About

I am a design historian with a special interest in how we experience designed landscapes. My research investigates how landscape and the natural environment evoke feelings and memories and shape our behaviour, and how design and art interventions can change those experiences.

I began my career as an art editor and picture researcher in book publishing, and following an MA in the History of Design, I founded my own event management and tours business which I combined with part-time teaching.
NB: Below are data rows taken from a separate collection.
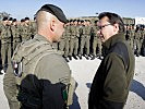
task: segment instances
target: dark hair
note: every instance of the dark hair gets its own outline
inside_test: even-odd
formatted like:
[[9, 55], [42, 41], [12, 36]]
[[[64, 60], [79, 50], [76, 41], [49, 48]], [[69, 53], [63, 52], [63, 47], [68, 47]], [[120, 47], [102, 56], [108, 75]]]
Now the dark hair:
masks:
[[9, 17], [9, 21], [13, 21], [13, 17]]
[[98, 19], [101, 20], [102, 17], [107, 16], [108, 22], [110, 24], [119, 24], [119, 33], [124, 33], [124, 23], [122, 19], [116, 14], [116, 13], [110, 13], [110, 12], [102, 12], [99, 14]]
[[26, 21], [26, 20], [29, 20], [29, 17], [25, 17], [25, 21]]
[[2, 21], [7, 21], [7, 20], [8, 20], [8, 17], [3, 17], [3, 19], [2, 19]]

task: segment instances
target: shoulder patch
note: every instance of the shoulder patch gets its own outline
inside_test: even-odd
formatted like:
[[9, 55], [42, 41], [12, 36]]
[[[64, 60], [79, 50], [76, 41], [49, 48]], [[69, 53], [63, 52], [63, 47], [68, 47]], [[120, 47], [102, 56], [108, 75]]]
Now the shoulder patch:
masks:
[[119, 57], [122, 58], [125, 64], [125, 70], [128, 69], [129, 65], [129, 52], [126, 45], [124, 43], [117, 43], [113, 45], [113, 47], [109, 50], [109, 52], [116, 52]]

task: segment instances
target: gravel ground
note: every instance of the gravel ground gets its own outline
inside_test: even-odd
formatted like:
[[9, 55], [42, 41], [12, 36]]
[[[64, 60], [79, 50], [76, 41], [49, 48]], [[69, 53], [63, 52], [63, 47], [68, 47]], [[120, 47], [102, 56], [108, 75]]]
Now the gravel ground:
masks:
[[[135, 74], [124, 109], [145, 109], [145, 58], [135, 58]], [[69, 62], [72, 75], [77, 82], [74, 104], [71, 109], [87, 109], [88, 92], [100, 60], [72, 60]], [[0, 75], [0, 109], [9, 109], [3, 93], [3, 75]]]

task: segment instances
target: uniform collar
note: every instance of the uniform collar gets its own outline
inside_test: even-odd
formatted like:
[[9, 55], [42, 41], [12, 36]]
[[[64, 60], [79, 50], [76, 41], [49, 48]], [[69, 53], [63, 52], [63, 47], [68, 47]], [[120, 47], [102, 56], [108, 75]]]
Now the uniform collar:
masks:
[[36, 40], [47, 41], [51, 46], [52, 49], [56, 49], [53, 47], [52, 43], [50, 43], [45, 36], [36, 34], [34, 37], [35, 37]]

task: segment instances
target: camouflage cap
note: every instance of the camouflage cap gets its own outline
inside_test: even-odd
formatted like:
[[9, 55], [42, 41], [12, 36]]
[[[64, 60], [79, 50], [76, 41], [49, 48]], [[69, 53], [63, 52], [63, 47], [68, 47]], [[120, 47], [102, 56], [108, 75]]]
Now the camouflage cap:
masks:
[[57, 7], [57, 5], [53, 5], [53, 4], [45, 4], [43, 5], [39, 10], [39, 11], [46, 11], [46, 12], [49, 12], [51, 13], [52, 15], [55, 15], [60, 22], [63, 22], [63, 23], [67, 23], [67, 17], [63, 13], [63, 11]]

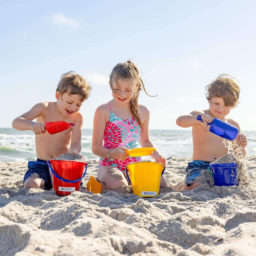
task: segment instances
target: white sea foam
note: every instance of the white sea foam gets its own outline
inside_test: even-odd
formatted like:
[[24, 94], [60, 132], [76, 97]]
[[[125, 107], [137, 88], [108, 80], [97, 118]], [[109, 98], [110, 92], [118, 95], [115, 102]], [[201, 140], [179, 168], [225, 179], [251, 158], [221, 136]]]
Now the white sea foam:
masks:
[[[256, 155], [256, 131], [244, 133], [248, 140], [246, 147], [247, 155]], [[166, 158], [192, 157], [191, 130], [151, 130], [150, 134], [156, 148]], [[92, 129], [83, 129], [80, 154], [86, 159], [99, 158], [91, 151], [92, 135]], [[36, 159], [34, 135], [31, 131], [0, 128], [0, 162], [27, 162]]]

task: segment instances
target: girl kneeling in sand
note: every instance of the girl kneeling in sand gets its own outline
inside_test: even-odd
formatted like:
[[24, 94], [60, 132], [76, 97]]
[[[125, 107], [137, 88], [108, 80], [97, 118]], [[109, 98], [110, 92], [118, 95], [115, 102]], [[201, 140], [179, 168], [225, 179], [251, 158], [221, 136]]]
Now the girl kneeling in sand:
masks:
[[[108, 190], [128, 185], [126, 165], [141, 161], [140, 157], [129, 156], [126, 150], [140, 144], [154, 147], [149, 138], [149, 111], [138, 104], [142, 88], [148, 95], [136, 65], [130, 60], [117, 64], [110, 74], [109, 84], [113, 99], [96, 110], [92, 143], [92, 152], [100, 157], [98, 178]], [[157, 150], [151, 156], [166, 166], [166, 160]], [[163, 176], [160, 187], [166, 185]]]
Following the completion of my PhD in 2010 I became Senior Lecturer and then Reader in the History of Design at Buckinghamshire New University, where I lead the Visual and Material Culture modules studied by our art and design students.
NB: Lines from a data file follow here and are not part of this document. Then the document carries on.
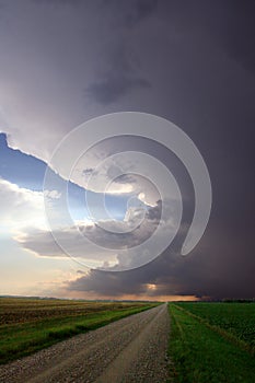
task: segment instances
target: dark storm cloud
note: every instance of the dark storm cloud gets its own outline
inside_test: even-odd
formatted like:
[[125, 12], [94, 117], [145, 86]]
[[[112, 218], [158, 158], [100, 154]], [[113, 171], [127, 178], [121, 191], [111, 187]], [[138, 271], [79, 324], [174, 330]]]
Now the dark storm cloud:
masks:
[[[118, 70], [117, 68], [115, 69], [116, 71]], [[113, 71], [115, 69], [113, 69]], [[148, 81], [127, 76], [124, 72], [107, 73], [105, 79], [88, 86], [86, 95], [100, 104], [107, 105], [115, 102], [116, 100], [119, 100], [119, 97], [130, 92], [131, 90], [148, 86]]]
[[109, 57], [109, 69], [85, 89], [89, 100], [103, 105], [119, 101], [137, 89], [148, 89], [150, 83], [136, 68], [131, 55], [125, 47], [116, 48]]
[[105, 0], [105, 7], [116, 12], [119, 22], [129, 27], [148, 18], [157, 10], [159, 0]]
[[[56, 3], [60, 10], [61, 1]], [[79, 14], [69, 10], [57, 13], [51, 15], [51, 24], [48, 16], [50, 28], [43, 23], [39, 31], [36, 18], [42, 12], [34, 13], [33, 9], [25, 15], [20, 12], [19, 18], [14, 14], [15, 23], [23, 20], [23, 24], [13, 38], [10, 33], [14, 30], [13, 23], [3, 44], [8, 55], [13, 47], [10, 62], [1, 70], [3, 81], [8, 80], [8, 85], [2, 88], [3, 95], [14, 100], [13, 113], [16, 104], [26, 101], [30, 94], [33, 102], [38, 101], [36, 107], [26, 104], [26, 109], [20, 111], [22, 116], [24, 111], [36, 109], [43, 109], [43, 117], [50, 116], [51, 109], [45, 107], [54, 105], [54, 112], [60, 111], [54, 114], [54, 123], [62, 117], [57, 128], [53, 124], [53, 129], [45, 120], [35, 134], [34, 121], [42, 120], [42, 116], [35, 114], [31, 117], [28, 134], [25, 135], [25, 120], [20, 136], [16, 134], [19, 120], [15, 121], [15, 143], [23, 144], [23, 150], [30, 143], [32, 148], [28, 147], [27, 152], [39, 156], [40, 148], [50, 151], [47, 147], [51, 142], [50, 132], [61, 137], [89, 116], [119, 111], [157, 114], [183, 128], [200, 150], [211, 177], [213, 204], [206, 233], [190, 255], [181, 257], [181, 245], [175, 242], [161, 257], [142, 268], [125, 272], [91, 270], [90, 275], [70, 282], [68, 288], [113, 297], [144, 292], [254, 297], [254, 2], [116, 0], [96, 2], [88, 12], [83, 5], [88, 2], [76, 3], [81, 7]], [[32, 26], [25, 22], [26, 18], [35, 20]], [[16, 43], [27, 24], [27, 33]], [[59, 28], [57, 32], [55, 24]], [[71, 38], [77, 25], [78, 32]], [[47, 31], [53, 31], [51, 35], [43, 33]], [[63, 36], [62, 44], [59, 36]], [[73, 47], [77, 49], [72, 50]], [[5, 60], [8, 55], [4, 50], [1, 59]], [[43, 71], [37, 72], [38, 62]], [[27, 68], [28, 74], [24, 76]], [[48, 68], [55, 69], [51, 77]], [[34, 71], [36, 76], [33, 77]], [[22, 84], [22, 79], [25, 79], [23, 88], [14, 88], [9, 95], [10, 84]], [[44, 98], [42, 90], [47, 83]], [[53, 92], [51, 85], [58, 83], [66, 86], [59, 90], [56, 85], [57, 91]], [[85, 105], [88, 101], [90, 105]], [[63, 129], [67, 120], [70, 124]], [[37, 141], [45, 131], [45, 140]], [[147, 143], [144, 150], [150, 146]], [[161, 159], [166, 158], [172, 169], [172, 159], [165, 156], [162, 148], [155, 150]], [[179, 237], [178, 241], [182, 242]], [[148, 283], [155, 285], [157, 289], [148, 290]]]

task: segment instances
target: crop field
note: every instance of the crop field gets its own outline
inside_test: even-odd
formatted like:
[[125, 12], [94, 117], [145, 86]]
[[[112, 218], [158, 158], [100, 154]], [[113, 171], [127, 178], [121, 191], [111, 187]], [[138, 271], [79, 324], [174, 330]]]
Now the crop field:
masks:
[[254, 383], [254, 303], [171, 303], [175, 382]]
[[157, 303], [0, 298], [0, 363], [154, 305]]
[[[179, 306], [205, 320], [230, 338], [237, 338], [253, 353], [255, 350], [254, 303], [179, 303]], [[242, 344], [240, 343], [240, 344]]]

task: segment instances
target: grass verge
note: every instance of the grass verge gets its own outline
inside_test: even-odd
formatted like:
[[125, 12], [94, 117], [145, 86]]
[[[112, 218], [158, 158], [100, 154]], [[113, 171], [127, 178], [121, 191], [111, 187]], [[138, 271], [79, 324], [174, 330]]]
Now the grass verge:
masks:
[[73, 335], [85, 333], [91, 329], [98, 328], [111, 322], [118, 321], [125, 316], [132, 315], [144, 310], [151, 309], [157, 304], [137, 304], [134, 306], [125, 305], [123, 309], [111, 307], [96, 312], [96, 303], [94, 312], [83, 315], [48, 317], [46, 320], [36, 320], [10, 325], [0, 326], [0, 364], [7, 363], [14, 359], [31, 355], [43, 348], [51, 346], [57, 341], [70, 338]]
[[170, 357], [175, 382], [253, 383], [255, 359], [176, 304], [169, 305]]

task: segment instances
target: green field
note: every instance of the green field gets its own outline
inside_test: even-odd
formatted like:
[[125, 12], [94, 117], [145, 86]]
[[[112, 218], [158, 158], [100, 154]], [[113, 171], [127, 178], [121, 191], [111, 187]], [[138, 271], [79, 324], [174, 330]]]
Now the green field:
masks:
[[254, 303], [171, 303], [175, 382], [255, 382]]
[[0, 363], [153, 305], [155, 303], [0, 298]]

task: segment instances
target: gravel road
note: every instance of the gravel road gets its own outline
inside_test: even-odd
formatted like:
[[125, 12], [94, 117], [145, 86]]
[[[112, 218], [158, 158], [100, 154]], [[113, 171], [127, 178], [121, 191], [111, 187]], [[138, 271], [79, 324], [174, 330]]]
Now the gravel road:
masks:
[[169, 332], [162, 304], [0, 365], [0, 382], [163, 383]]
My book ‘The Factory in a Garden’. A History of Corporate Landscapes from the Industrial to the Digital Age (Manchester University Press, February 2017) is the first comprehensive design and cultural history of recreational landscapes for industry in Britain and the United States. Find a synopsis in the link above.
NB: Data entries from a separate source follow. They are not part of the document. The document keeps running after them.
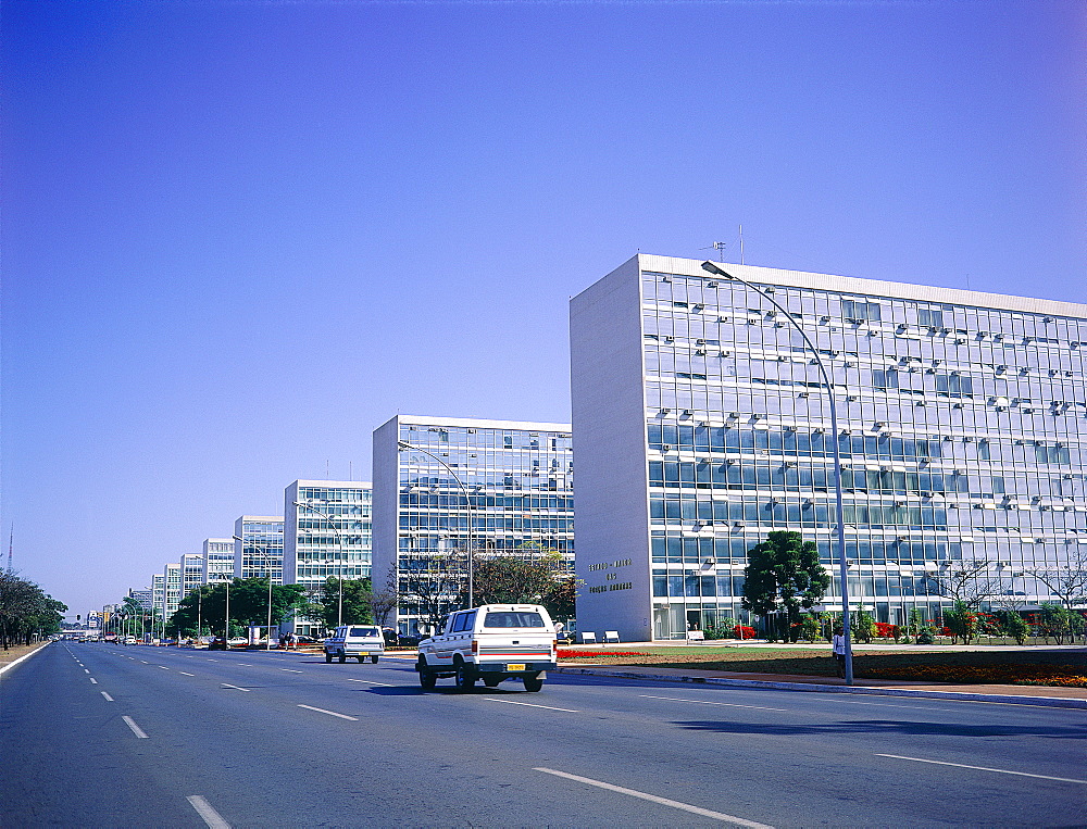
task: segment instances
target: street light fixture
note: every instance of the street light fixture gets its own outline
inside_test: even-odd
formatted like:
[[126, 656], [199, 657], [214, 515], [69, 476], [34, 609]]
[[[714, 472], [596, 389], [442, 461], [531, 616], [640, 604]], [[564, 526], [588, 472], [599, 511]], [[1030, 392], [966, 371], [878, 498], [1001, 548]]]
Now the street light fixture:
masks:
[[340, 627], [343, 624], [343, 537], [340, 535], [339, 525], [336, 524], [328, 513], [322, 512], [315, 506], [303, 504], [301, 501], [295, 501], [295, 506], [300, 506], [303, 510], [309, 510], [311, 513], [316, 513], [324, 518], [325, 522], [327, 522], [328, 528], [336, 533], [336, 557], [339, 561], [337, 566], [339, 576], [336, 579], [339, 582], [339, 601], [336, 607], [336, 627]]
[[[239, 536], [234, 536], [234, 540], [241, 543], [241, 557], [242, 564], [246, 557], [246, 540]], [[268, 570], [268, 646], [266, 650], [272, 650], [272, 554], [268, 552], [266, 547], [261, 547], [259, 544], [250, 544], [254, 550], [260, 550], [261, 555], [264, 557], [264, 563]]]
[[803, 338], [808, 348], [812, 352], [812, 356], [815, 360], [815, 364], [819, 366], [820, 374], [823, 375], [823, 385], [826, 388], [827, 402], [830, 404], [830, 431], [834, 434], [834, 439], [830, 441], [830, 445], [834, 449], [834, 494], [835, 494], [835, 519], [838, 524], [838, 574], [841, 580], [841, 627], [842, 627], [842, 638], [846, 640], [846, 684], [853, 684], [853, 648], [850, 642], [849, 636], [849, 588], [847, 587], [846, 577], [846, 519], [845, 519], [845, 508], [842, 507], [842, 497], [841, 497], [841, 452], [838, 448], [838, 407], [835, 403], [834, 397], [834, 381], [830, 377], [830, 373], [827, 370], [826, 364], [820, 356], [819, 349], [815, 343], [812, 342], [811, 337], [804, 331], [800, 323], [796, 321], [789, 310], [785, 307], [780, 302], [778, 302], [774, 297], [762, 288], [741, 279], [738, 276], [729, 274], [720, 265], [714, 262], [703, 262], [702, 269], [708, 271], [714, 276], [720, 276], [724, 279], [732, 279], [739, 282], [740, 285], [747, 286], [764, 300], [770, 302], [774, 307], [776, 307], [792, 327], [797, 329], [797, 332]]
[[421, 447], [416, 447], [416, 445], [414, 445], [412, 443], [409, 443], [407, 440], [398, 440], [397, 441], [397, 450], [399, 452], [403, 452], [404, 450], [411, 450], [412, 452], [422, 452], [424, 455], [427, 455], [428, 457], [433, 457], [435, 461], [437, 461], [439, 464], [441, 464], [446, 468], [446, 472], [448, 472], [450, 474], [450, 476], [452, 476], [453, 480], [457, 481], [457, 486], [459, 486], [461, 488], [461, 491], [464, 493], [464, 510], [467, 512], [467, 519], [468, 519], [467, 520], [467, 538], [465, 539], [466, 544], [467, 544], [467, 554], [468, 554], [468, 595], [467, 595], [467, 599], [466, 599], [466, 602], [467, 602], [466, 607], [471, 607], [472, 606], [472, 601], [473, 601], [472, 600], [472, 594], [473, 594], [473, 587], [474, 587], [474, 585], [473, 585], [473, 571], [475, 569], [475, 565], [474, 565], [474, 561], [473, 560], [474, 560], [475, 556], [473, 554], [474, 551], [472, 549], [472, 542], [473, 542], [473, 536], [472, 536], [472, 497], [468, 494], [468, 488], [466, 486], [464, 486], [464, 481], [462, 481], [460, 479], [460, 477], [457, 475], [457, 473], [453, 472], [452, 467], [449, 464], [447, 464], [445, 461], [442, 461], [438, 455], [434, 454], [434, 452], [430, 452], [428, 450], [422, 449]]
Cover of ‘The Factory in a Garden’

Cover of ‘The Factory in a Garden’

I am also working on the history of the design and furnishing of urban public space and you will soon be able to read my chapter ‘The Public Setting’ in The Cultural History of Furniture in the Modern Period edited by Dr. Claire O’Mahony, (Bloomsbury, December 2017). You will find a list of my other publications and details of other research projects in the main menu above.

My great, great grandfather, glass manufacturer James Timmins Chance of Chance Brothers in Smethwick, Birmingham, the largest manufacturer of window and plate glass in the middle of the nineteenth century, undoubtedly inspired my long-standing interest in industrial and social history. The firm not only supplied all the glass for the Crystal Palace in London, but also the Houses of Parliament and the Westminster Clock Tower that houses Big Ben.